A Wedding in Washington

Some of my favorite childhood memories are of visiting our cousins in Virginia and coming into Washington, DC to see the Smithsonian museums and other landmarks. It was only on those big summer vacations that we got to see other relatives. We didn’t grow up with a lot of family around us, certainly no other Filipinos, so seeing people who looked like us and were raised like us was both a curiosity and a relief. If all you’ve ever known throughout your life is what it’s like to be different, finding a kindred person who’s been through what you’ve been through just feels good – it’s a reassurance of sorts.

The oldest of our cousins, and just a year younger than me, was Martina. She was the responsible one, the one who studied, the one who behaved and did what she was supposed to do. Not unlike the oldest in our family (ahem). But my brother and I sensed a bit of rebellion in her, so whenever we got together I think she let her good behavior slide for a bit and let loose with the rambunctious ones. We were, after all, just kids.

We met them at other family events too, usually the weddings of our older cousins – the generation slightly ahead of us. At one of those weddings the group of us kids snuck out of the reception, running across a highway to the Friendly’s across the way. It struck terror into the hearts of Aunts and Uncles who suddenly missed us for some reason, and when we returned it was to great relief and the quick call-off of a search party. Such is the stuff of kids, and Martina was always along for the ride, albeit sometimes reluctantly.

This past weekend she was the one getting married – the last of our generation to do so, as the rest of have already been down that aisle. In a way, it’s the end of an era – the bittersweet final sentence in our Childhood Volumes.
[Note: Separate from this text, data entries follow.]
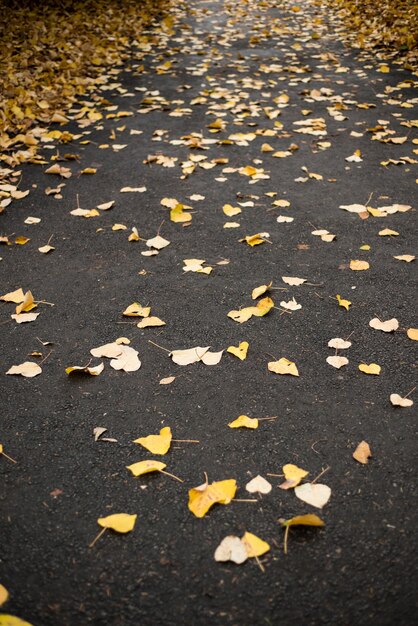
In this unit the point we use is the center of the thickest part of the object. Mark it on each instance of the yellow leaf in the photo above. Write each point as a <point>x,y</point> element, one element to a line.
<point>412,333</point>
<point>4,594</point>
<point>373,368</point>
<point>344,303</point>
<point>362,452</point>
<point>230,211</point>
<point>145,467</point>
<point>202,498</point>
<point>240,351</point>
<point>136,310</point>
<point>11,620</point>
<point>254,545</point>
<point>293,475</point>
<point>359,265</point>
<point>283,366</point>
<point>120,522</point>
<point>157,444</point>
<point>258,291</point>
<point>243,421</point>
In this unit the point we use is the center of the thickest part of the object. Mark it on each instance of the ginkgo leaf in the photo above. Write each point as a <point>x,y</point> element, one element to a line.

We’re all adults now – there’s no turning back – and I embrace it with the hesitancy of Peter Pan and the wariness of Puff the Magic Dragon.

This time around the ceremony was beautiful – as was the bride – and I’ve never seen a happier woman walking down the aisle. She positively beamed, with an unceasing smile and continual laugh as she made her way to her husband to be. The reception was another classy affair, held in one of the Ballrooms at the Mandarin Oriental, and backed by one of the most fun bands in my recent memory. In all, it was a magical evening – sealed by the traditionally-grand toast by her Dad (who has always delivered at the weddings of his children).

As the night closed on the wedding, and our weekend in Washington, I looked out over the Potomac, at the glowing pillars of the Jefferson Memorial – ghostly and pale in the midst of all the darkness. It would be difficult to go back. It always was.